The federal government is moving forward with a proposed rule requiring grocery stores that grind beef to track the source of all the meat they use — something that would have helped investigators identify the source of contaminated meat that sickened Hannaford customers over a year ago.
The U.S Department of Agriculture has listed the proposal among rules it plans to send to the White House Office of Management and Budget this winter. It is expected to post a Federal Register notice about the rule in February, which would mark the start of a public comment period.
The proposal posted by the agency says it would cost the industry about $20 million to comply, but at the same time would reduce the scale and cost of future recalls, enhance investigations and improve public health.
Hannaford improved its record-keeping practices in February after a salmonella outbreak was traced back to ground beef sold at its stores. The investigation stalled there, however, because federal investigators could not determine from the company’s records which of its suppliers delivered the contaminated meat.
Although the USDA blamed Hannaford’s records for impeding the investigation, the company met all existing federal requirements for record-keeping. The gap in the nation’s food-safety system was highlighted by the Portland Press Herald/Maine Sunday Telegram in a special report published in March.
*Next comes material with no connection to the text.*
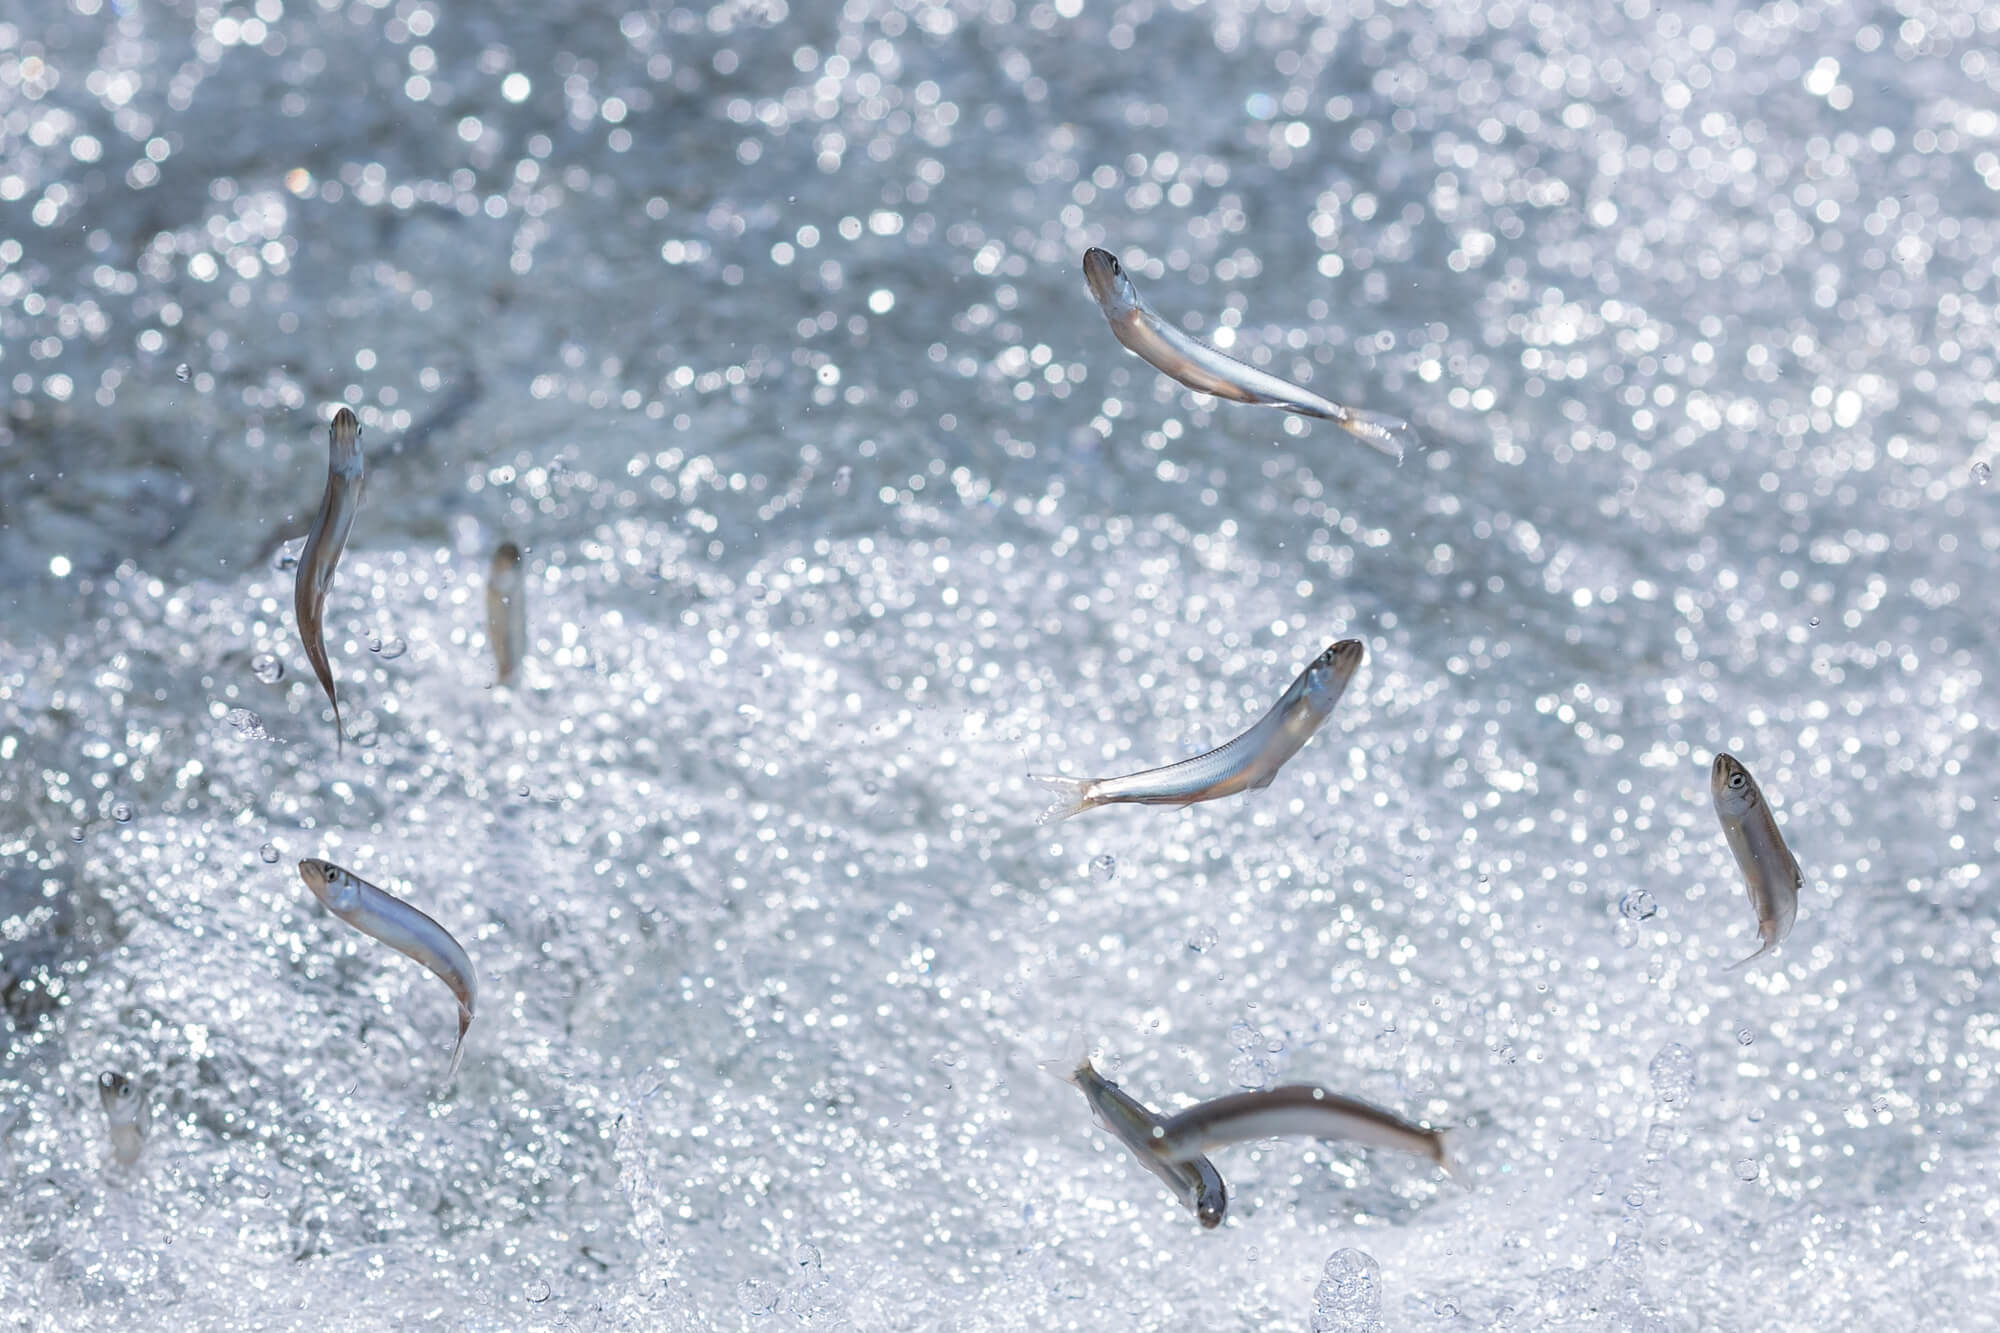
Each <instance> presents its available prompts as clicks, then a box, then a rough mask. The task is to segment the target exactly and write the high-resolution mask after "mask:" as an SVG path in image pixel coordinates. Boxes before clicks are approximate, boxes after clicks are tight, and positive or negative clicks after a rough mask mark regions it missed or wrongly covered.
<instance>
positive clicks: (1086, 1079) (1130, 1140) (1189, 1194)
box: [1062, 1059, 1230, 1229]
Hannaford officials said at the time that the company would support regulations requiring better record-keeping at stores that grind beef.
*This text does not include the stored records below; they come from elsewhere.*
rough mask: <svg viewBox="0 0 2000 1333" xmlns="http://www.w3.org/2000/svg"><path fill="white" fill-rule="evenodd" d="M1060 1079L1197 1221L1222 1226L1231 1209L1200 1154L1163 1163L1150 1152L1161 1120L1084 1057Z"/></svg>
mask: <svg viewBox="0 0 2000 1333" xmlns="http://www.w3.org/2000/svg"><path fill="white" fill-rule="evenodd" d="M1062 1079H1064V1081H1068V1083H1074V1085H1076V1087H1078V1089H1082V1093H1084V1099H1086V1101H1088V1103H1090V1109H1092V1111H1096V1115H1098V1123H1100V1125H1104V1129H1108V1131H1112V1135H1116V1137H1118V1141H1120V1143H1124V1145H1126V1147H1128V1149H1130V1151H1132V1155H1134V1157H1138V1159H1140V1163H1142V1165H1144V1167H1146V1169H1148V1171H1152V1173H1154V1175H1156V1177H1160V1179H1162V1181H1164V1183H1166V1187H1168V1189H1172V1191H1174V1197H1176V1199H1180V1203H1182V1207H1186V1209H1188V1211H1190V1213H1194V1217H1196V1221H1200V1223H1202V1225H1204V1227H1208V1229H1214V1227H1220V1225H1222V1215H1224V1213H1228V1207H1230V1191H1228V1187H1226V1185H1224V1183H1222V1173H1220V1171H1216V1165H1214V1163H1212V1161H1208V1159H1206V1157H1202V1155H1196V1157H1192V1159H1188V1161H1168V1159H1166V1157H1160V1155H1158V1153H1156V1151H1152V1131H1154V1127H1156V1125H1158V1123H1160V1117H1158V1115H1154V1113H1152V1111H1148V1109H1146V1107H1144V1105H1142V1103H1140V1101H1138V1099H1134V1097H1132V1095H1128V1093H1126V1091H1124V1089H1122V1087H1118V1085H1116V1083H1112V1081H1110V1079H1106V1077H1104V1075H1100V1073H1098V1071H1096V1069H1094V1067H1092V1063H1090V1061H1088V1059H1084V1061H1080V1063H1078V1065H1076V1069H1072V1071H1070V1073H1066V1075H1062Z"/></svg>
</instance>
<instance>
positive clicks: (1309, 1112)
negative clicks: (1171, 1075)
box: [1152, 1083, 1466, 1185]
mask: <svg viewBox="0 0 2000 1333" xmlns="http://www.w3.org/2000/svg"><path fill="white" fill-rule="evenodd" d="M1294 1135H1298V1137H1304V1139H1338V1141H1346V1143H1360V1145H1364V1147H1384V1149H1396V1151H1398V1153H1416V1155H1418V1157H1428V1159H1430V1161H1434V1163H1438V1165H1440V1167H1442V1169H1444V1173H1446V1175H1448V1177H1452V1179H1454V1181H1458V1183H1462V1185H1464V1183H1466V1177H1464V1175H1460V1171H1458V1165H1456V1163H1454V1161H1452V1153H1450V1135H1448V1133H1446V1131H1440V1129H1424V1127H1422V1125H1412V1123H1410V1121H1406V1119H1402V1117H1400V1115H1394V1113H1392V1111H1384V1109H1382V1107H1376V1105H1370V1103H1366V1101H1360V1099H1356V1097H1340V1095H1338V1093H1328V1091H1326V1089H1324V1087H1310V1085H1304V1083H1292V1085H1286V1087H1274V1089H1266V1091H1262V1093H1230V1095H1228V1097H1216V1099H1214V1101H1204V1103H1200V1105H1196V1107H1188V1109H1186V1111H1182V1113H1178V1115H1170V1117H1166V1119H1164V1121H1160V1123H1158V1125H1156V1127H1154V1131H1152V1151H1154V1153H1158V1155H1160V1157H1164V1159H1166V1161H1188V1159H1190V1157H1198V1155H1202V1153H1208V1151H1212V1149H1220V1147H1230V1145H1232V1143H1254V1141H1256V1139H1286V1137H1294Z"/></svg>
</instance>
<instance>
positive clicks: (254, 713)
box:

Soon after the recall, the USDA said the agency had been working on a beef grinding rule and that it planned to send a detailed proposal to the Office of Management and Budget last summer.
In the latest version of the proposal, the USDA estimates that the record-keeping requirements would affect more than 76,000 stores and cost them $20.5 million in labor to develop, record and maintain so-called grinding logs.
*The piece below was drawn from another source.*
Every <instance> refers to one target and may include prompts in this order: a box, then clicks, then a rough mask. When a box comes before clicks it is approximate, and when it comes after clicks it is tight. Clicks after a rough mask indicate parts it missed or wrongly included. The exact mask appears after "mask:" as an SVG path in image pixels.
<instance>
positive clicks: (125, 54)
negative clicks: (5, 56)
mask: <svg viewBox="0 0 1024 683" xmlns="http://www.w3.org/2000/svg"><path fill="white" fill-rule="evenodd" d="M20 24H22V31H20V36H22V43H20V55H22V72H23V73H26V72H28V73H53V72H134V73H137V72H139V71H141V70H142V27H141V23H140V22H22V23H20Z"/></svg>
The agency also anticipates the rule would result in more efficient recalls, an estimated $3.6 million savings, and projects a 30-percent reduction in foodborne E. coli illness, a $23.4 million savings.
The agency also notes the rule could increase consumer confidence and reduce the amount of meat recalled, though it did not project the monetary value of those benefits.
The public comment period on the rule, which typically lasts two months, gives industry advocates and the general public a chance to weigh in on whether the rule is too burdensome or too lax.
If the Office of Management and Budget does not find substantive objections were raised during the comments, a draft final rule would be developed and the review and comment process would be repeated within the USDA and OMB.
If the rule is adopted, retailers would likely get time to comply with it.